I'll repost on this a bit later when I've had chance to work on the problem.
 
I've been away for a few days and after I got back, nothing but rain, so the cable project has been on hold as I need the car out of the garage to work on it.
I think I may have seen what could be causing the cable to break at the same place each time. However until I get a bit more time to investigate further, I can't be sure. What I did notice is there seems to be a mismatch in alignment of the pedal arm and the cable hole through the firewall. The pedal has never been out of the car, so could it just be my old eyes? The other obvious thing is there is no stop on the pedal to prevent over stretching the cable at WOT. As I'm now making my own cable, I can add a stop and adjust the cable length as needed. I am also using a thicker 5/64th cable so with any luck, I'll never have to replace it again.
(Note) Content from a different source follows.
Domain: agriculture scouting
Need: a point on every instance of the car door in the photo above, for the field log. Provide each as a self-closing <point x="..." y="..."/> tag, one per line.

I'm currently having the carb end attachment machined up, so once I have that in hand, I'll take pics and update.
 
An update on progress so far;
I figured out how and what was needed to get a good working carb end fitting.
My first idea was simply machine a 5/16" x 2"grade 8 bolt head ( for color and strength) and then thread a 1/4" short bolt with a hole drilled through it, into it to hold the cable.
What I found was there must be a solid contact between the first plastic sleeve and the carb fitting, so I needed to grind the 1/4" bolt head round to 5/16". I had to do it this way as I don't have access to a lathe. No big deal, it's not pretty, but it works. This gave me full wot without binding the spring, so that end is DONE!
Now to pull the pedal and figure out how to attach the cable the new cable so that it is replaceable. I also need to add a stop of some sort so as not to over stretch the cable as this may have been a factor in it breaking at the same place 3 times.
Here are a few pics of progress so far.
Pic #2443 is what didn't work, first idea.
Also I noted that the bracket on the manifold needs to be adjusted as you can see there is a dip in the spring sleeve. I want to see that straight.